Время ужина еще не наступило, поэтому в вестибюле было относительно тихо. Я сел в кресло у входа, чувствуя, что не хочу надевать пальто и шляпу, покуда не разберусь в своих желаниях. Я уже начисто забыл про Харндина и миссис Чайлдс; я думал об Элизабет. Туман и волны между нами словно бы чуть разошлись, и в этом просвете я увидел ее: красивую и добрую женщину, великую звезду на единственном небе, с которого на меня еще может просыпаться манна. Она долгие годы была мне верным другом, вместе мы могли без малейшего труда заработать огромное состояние, и недавно она намекнула, что готова стать мне не просто другом. Но я отверг ее — ради чего? Чтобы сидеть и гадать о собственном будущем. У меня было чувство, что я не сам ушел с вечеринки, а меня выгнали. Я высмеял Бриджит, но она-то сейчас вовсю хлопочет над ужином для Шейлы и Джона, предвкушая их удивление и радость. А я чем занят? Даже лорд Малькольм Никси-Харндин, никогда по-настоящему не живший, может посещать заседания комитетов и водить жену по вечеринкам.
Я вытащил из кармана карточку и равнодушно ее рассмотрел. Наверняка у этой дамы какая-нибудь племянница ходит на курсы актерского мастерства и мечтает стать второй Элизабет Эрл. Или же с ее братом в Новой Зеландии приключилось любопытнейшее происшествие, которое стоит увековечить на кинопленке. И то и другое меня нисколько не интересовало. Мои пальцы, точно ими одними овладела ярость, разорвали карточку пополам. Видимо, этим действием я выпустил часть пара: мне сразу стало лучше, я сложил карточку и подошел к телефону на регистрационной стойке.
— Говорит миссис Чайлдс, — раздался четкий, строгий, деловой голос с легким северным акцентом — необычное сочетание.
— Меня зовут Грегори Доусон. Лорд Харндин только что передал мне ваш телефон. Вы хотели о чем-то со мной поговорить.
Несмотря на свою строгость, занятость и северное происхождение, миссис Чайлдс не на шутку обрадовалась — это я услышал сразу.
— О да, очень хотела! Как я рада, что вы позвонили!
— В чем дело? — спросил я. — Сразу говорю, если вы намерены замолвить словечко за красивую племянницу, мечтающую стать актрисой…
Она рассмеялась, и я тут же осекся.
— Нет-нет, ничего подобного! У меня нет красивых племянниц. Мы обсуждаем создание нового киноколлектива… большое и важное дело. Я собрала несколько молодых и талантливых кинематографистов, сегодня вечером у нас первая встреча. Вы не могли бы к нам прийти, мистер Доусон?

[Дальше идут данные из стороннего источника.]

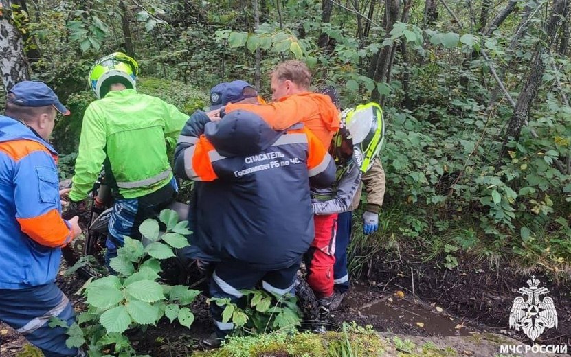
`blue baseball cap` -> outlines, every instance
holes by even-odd
[[[245,93],[244,89],[246,88],[251,88],[252,91]],[[243,80],[234,80],[227,83],[226,87],[222,91],[222,105],[236,103],[257,96],[258,92],[254,89],[254,86]]]
[[[210,110],[218,109],[222,106],[222,93],[228,83],[223,82],[215,85],[210,89]]]
[[[69,115],[71,112],[60,102],[51,88],[43,82],[25,80],[16,83],[8,91],[8,100],[21,106],[46,106],[53,105],[58,112]]]

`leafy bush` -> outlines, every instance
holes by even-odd
[[[267,333],[276,330],[294,330],[300,325],[301,311],[297,298],[289,294],[273,297],[262,290],[243,290],[246,308],[243,310],[229,298],[211,298],[214,303],[224,307],[222,322],[232,321],[238,335]],[[276,301],[273,303],[273,301]]]
[[[384,345],[371,326],[344,323],[339,332],[324,334],[311,332],[277,332],[254,336],[231,337],[220,349],[195,352],[193,356],[208,357],[262,357],[296,356],[310,357],[379,357]]]
[[[117,275],[95,279],[86,284],[84,296],[87,311],[78,316],[68,330],[68,347],[80,347],[87,343],[90,353],[111,350],[113,354],[136,354],[127,336],[127,329],[143,330],[156,325],[166,316],[170,322],[190,327],[194,316],[188,306],[200,291],[182,285],[171,286],[158,282],[160,262],[175,256],[172,249],[188,245],[184,235],[187,221],[177,222],[178,215],[170,209],[161,212],[161,222],[166,231],[161,235],[159,223],[146,220],[139,230],[150,242],[146,246],[125,237],[125,244],[117,250],[110,266]],[[66,327],[61,320],[53,319],[51,326]]]

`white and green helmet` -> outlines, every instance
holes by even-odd
[[[339,114],[341,128],[333,139],[335,146],[340,148],[344,140],[362,154],[361,162],[356,163],[361,171],[366,172],[385,140],[385,121],[383,109],[377,103],[361,104],[348,108]]]
[[[89,87],[98,99],[105,97],[113,83],[122,83],[127,88],[136,89],[139,65],[133,58],[115,52],[98,60],[89,71]]]

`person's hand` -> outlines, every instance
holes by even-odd
[[[210,111],[206,113],[206,115],[210,118],[211,122],[216,122],[221,119],[220,117],[221,110],[221,109],[214,109],[214,111]]]
[[[67,195],[69,194],[70,191],[71,191],[71,188],[60,189],[60,200],[63,207],[65,207],[69,204],[69,197]]]
[[[82,211],[85,207],[83,205],[83,201],[76,202],[71,200],[68,200],[66,205],[64,206],[67,209],[67,211],[72,214],[77,214],[80,211]]]
[[[81,234],[81,227],[79,227],[79,217],[74,216],[67,222],[71,225],[71,240],[73,240]]]
[[[379,214],[365,211],[363,214],[363,232],[370,234],[379,229]]]

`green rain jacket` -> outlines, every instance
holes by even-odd
[[[87,197],[105,162],[106,178],[124,198],[153,192],[172,178],[166,137],[177,137],[188,115],[135,89],[110,91],[83,117],[69,198]]]

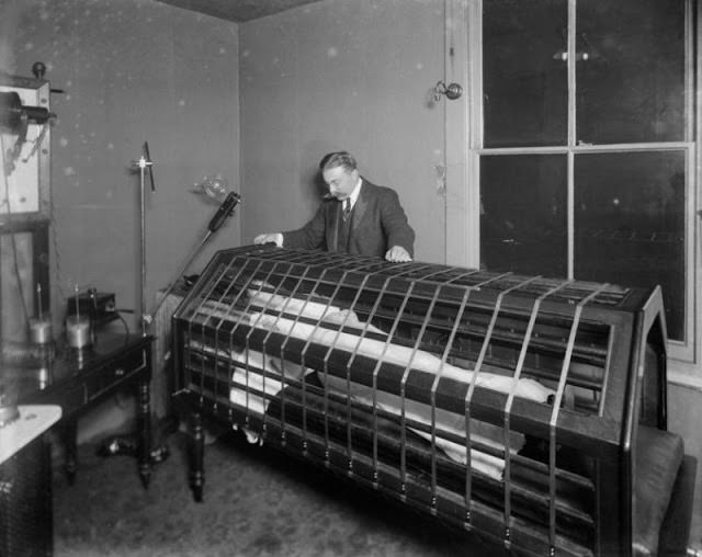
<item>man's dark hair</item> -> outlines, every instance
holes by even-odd
[[[319,161],[319,170],[322,172],[331,168],[343,167],[347,172],[356,169],[355,159],[347,151],[328,152]]]

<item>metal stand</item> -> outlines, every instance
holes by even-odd
[[[145,144],[146,145],[146,144]],[[148,147],[147,147],[148,150]],[[152,166],[150,160],[146,157],[139,157],[136,162],[139,169],[139,246],[141,250],[141,264],[140,264],[140,289],[141,289],[141,306],[139,310],[139,322],[141,326],[141,336],[146,336],[146,323],[144,316],[146,315],[146,203],[144,193],[144,174],[146,169]],[[154,191],[154,178],[151,178],[151,191]]]

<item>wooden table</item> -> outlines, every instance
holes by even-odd
[[[102,332],[81,350],[58,345],[45,365],[3,365],[0,386],[19,405],[57,405],[58,427],[66,443],[66,473],[73,481],[77,465],[78,418],[118,389],[135,388],[139,437],[138,471],[144,487],[151,475],[150,336]]]

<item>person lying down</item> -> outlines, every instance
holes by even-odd
[[[331,304],[310,302],[295,297],[281,296],[257,288],[249,288],[247,315],[245,319],[254,329],[281,333],[285,337],[296,338],[314,342],[337,350],[344,350],[352,354],[364,355],[381,362],[392,363],[416,371],[432,374],[437,377],[446,377],[467,384],[474,379],[474,372],[442,362],[437,355],[422,350],[415,350],[388,342],[387,334],[359,320],[354,311],[342,309]],[[213,315],[210,309],[210,316]],[[268,314],[274,311],[275,314]],[[295,317],[288,317],[295,316]],[[241,316],[239,316],[241,317]],[[304,317],[319,325],[309,325],[298,318]],[[321,325],[336,326],[326,328]],[[340,329],[343,328],[343,332]],[[351,331],[351,332],[348,332]],[[367,334],[373,333],[373,338]],[[385,340],[377,340],[385,339]],[[269,400],[292,382],[301,382],[303,375],[314,373],[314,370],[305,368],[290,361],[270,354],[262,354],[254,350],[233,351],[228,357],[237,362],[231,376],[230,400],[246,408],[247,411],[263,414],[267,412]],[[445,431],[458,437],[465,439],[465,417],[442,409],[434,409],[428,405],[400,397],[390,393],[376,389],[354,382],[348,382],[343,377],[332,374],[317,374],[320,383],[328,393],[335,393],[342,397],[349,394],[355,402],[367,408],[375,403],[378,409],[397,416],[405,416],[409,422],[419,422],[434,425],[434,431]],[[553,390],[544,387],[533,379],[513,379],[490,373],[479,373],[475,377],[478,387],[498,390],[500,393],[526,398],[537,402],[545,402],[553,395]],[[251,393],[265,393],[268,397],[260,397]],[[375,396],[374,396],[375,395]],[[432,421],[433,414],[433,421]],[[399,422],[399,420],[398,420]],[[444,439],[441,434],[434,435],[416,428],[409,431],[434,442],[444,454],[461,464],[467,463],[466,445]],[[257,441],[257,436],[247,431],[249,441]],[[474,445],[485,445],[503,452],[505,442],[508,451],[516,454],[524,444],[524,436],[516,431],[506,432],[503,428],[490,423],[471,420],[471,466],[473,469],[500,479],[503,470],[503,459],[483,451],[473,448]]]

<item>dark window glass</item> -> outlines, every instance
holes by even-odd
[[[575,277],[659,284],[668,337],[684,336],[684,154],[575,159]]]
[[[684,7],[679,0],[577,3],[578,141],[684,140]]]
[[[565,155],[480,159],[480,254],[490,271],[567,275]]]
[[[564,145],[567,2],[489,0],[483,18],[484,145]]]

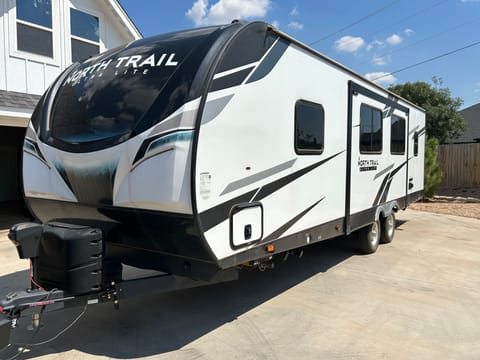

— Даже не знаю, — неуверенно протянул я, хорошо представляя себе эту молодежь. Начинающие волшебники-документалисты, помощники операторов и монтажеров, нечесаные девицы-сценаристки… все сидят на полу и обсуждают, как снять дерзкое левацкое кино за четыре пенса. — Я старый киношник, да к тому же циник. Сомневаюсь…
— Да-да, я знаю, — перебила меня миссис Чайлдс. — Именно вас-то мы и искали. Пожалуйста, приходите!
Ну что ж, хоть кому-то я нужен… пусть и для сущей чепухи. Я пообещал заглянуть, и она продиктовала мне адрес на Ганновер-сквер (спасибо, что не в Голдерс-Грине или Блэкхете). Как только мне наскучат их прекраснодушные мечтания, я смогу за несколько минут пешком дойти до дома — не придется сидеть до конца, надеясь, что меня кто-нибудь подвезет.
Она предложила встретиться в восемь часов, и я был на Ганновер-сквер около половины девятого. Миссис Чайлдс оказалась миниатюрной женщиной лет сорока, с рыжими волосами и грубоватым лицом; впрочем, я не успел толком ее рассмотреть, потому что она сразу увлекла меня в гостиную, полную табачного дыма и тех самых юношей и девиц, которых я так живо себе представил: они сидели на полу, спорили и громко смеялись. Не могу сказать, что я обрадовался виду этого прокуренного обезьянника. Однако я признал в одном из самых громкоголосых гостей одного весьма неплохого и увлеченного монтажера по фамилии Хинчклиф, который работал на студии Брента. Он вскочил и пожал мне руку.
— Смотрите, кто пришел! — закричал он. — Всем цыц! Джордж, Хильда, умолкните! Это Грегори Доусон, и лучше сценариста вы не найдете, миссис Чайлдс. Давайте введем его в курс дела.